La música y la risa
No imagino mi vida sin la compañía de la música de concierto y, en la Ciudad de México, la oferta para disfrutarla es generosa.
Pável me arrastró la primera vez. Yo estaba seguro de que moriría de aburrimiento: en mi memoria residía algún recuerdo de mi padre: cuando yo tendría cinco años, me había llevado al Palacio de Bellas Artes a oír a una orquesta, y yo me había quedado dormido o me había fastidiado. Esa imagen arrumbada en la memoria emergió cuando mi entonces roommate, Pável Granados, me dijo que lo acompañara a la Sala Nezahualcóyotl a oír a la sinfónica, y le contesté que no y que no, hasta que dije que sí para que dejara de molestar.
Era tarde en mi vida, 26 años de edad, pero la experiencia fue una revelación: empezaba la temporada de la Orquesta Sinfónica de Minería y la dedicaban a Chaikovski, el romántico ruso, y desde entonces ya no imagino mi vida sin la compañía de la música de concierto. La disfruto como en este momento, que discurre de fondo mientras escribo a través de una bocina, pero la prefiero en la vivencia: oírla cuando ocurre: me sumerjo en una concentración vagarosa y en un sosiego de las emociones. Cuando ha terminado un concierto las ideas son claras aunque no se haya pensado en ellas; el alma deja de caminar a la orilla de sus abismos y se mece como en una hamaca frente a las olas del mar.

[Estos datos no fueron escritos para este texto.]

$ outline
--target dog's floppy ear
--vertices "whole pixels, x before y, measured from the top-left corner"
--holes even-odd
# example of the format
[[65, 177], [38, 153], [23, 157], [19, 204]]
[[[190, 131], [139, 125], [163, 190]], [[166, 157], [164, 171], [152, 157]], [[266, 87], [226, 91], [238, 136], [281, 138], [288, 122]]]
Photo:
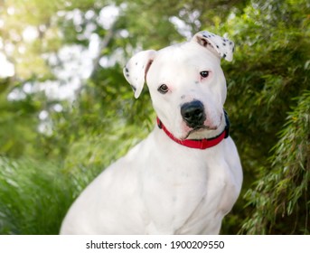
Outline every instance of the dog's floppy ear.
[[192, 41], [216, 52], [221, 58], [228, 61], [232, 61], [234, 43], [228, 39], [213, 34], [208, 31], [202, 31], [193, 35]]
[[135, 98], [137, 98], [146, 82], [149, 67], [156, 54], [155, 50], [142, 51], [135, 54], [124, 67], [123, 72], [127, 82], [134, 89]]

Una orquesta impone su garbo: 40, 80, quizá 120 músicos. Hay que situarlos en la Sala Nezahualcóyotl de la Ciudad Universitaria, con su candelabro modernista en caracol, sus acabados en madera, y ese nacionalismo que la describe como la mejor sala de América Latina. Aunque algo hay de espejismo en esa frase: recuerdo que invité a una colega originaria de Rusia y le presumí la Neza, le echó un vistazo y afirmó con cariño: “como ésta tenemos tres en Krasnoyarsk”, la capital de Siberia en donde creció, y el día que me asomé a una orquesta en Londres, me sorprendió verlos en camisa negra, desprovistos de los abrigos largos que nuestros ejecutantes, en la Neza, deben usar los sábados, o bien de las corbatas rojas con que se uniforman los domingos, que los hacen parecer cajeros de Scotiabank.
Llegamos tarde a la música sinfónica y conservamos esos toques provincianos. La OFUNAM (Orquesta Filarmónica de la UNAM) cumple apenas 80 años este 2016. En el porfiriato el ministro José Ives Limantour quiso fundar una orquesta y fracasó. A principios de siglo, el compositor y pianista Ricardo Castro quiso traer la música sinfónica al país, pero apenas alcanzaba para hacer un ensamble con dos quintetos de arcos.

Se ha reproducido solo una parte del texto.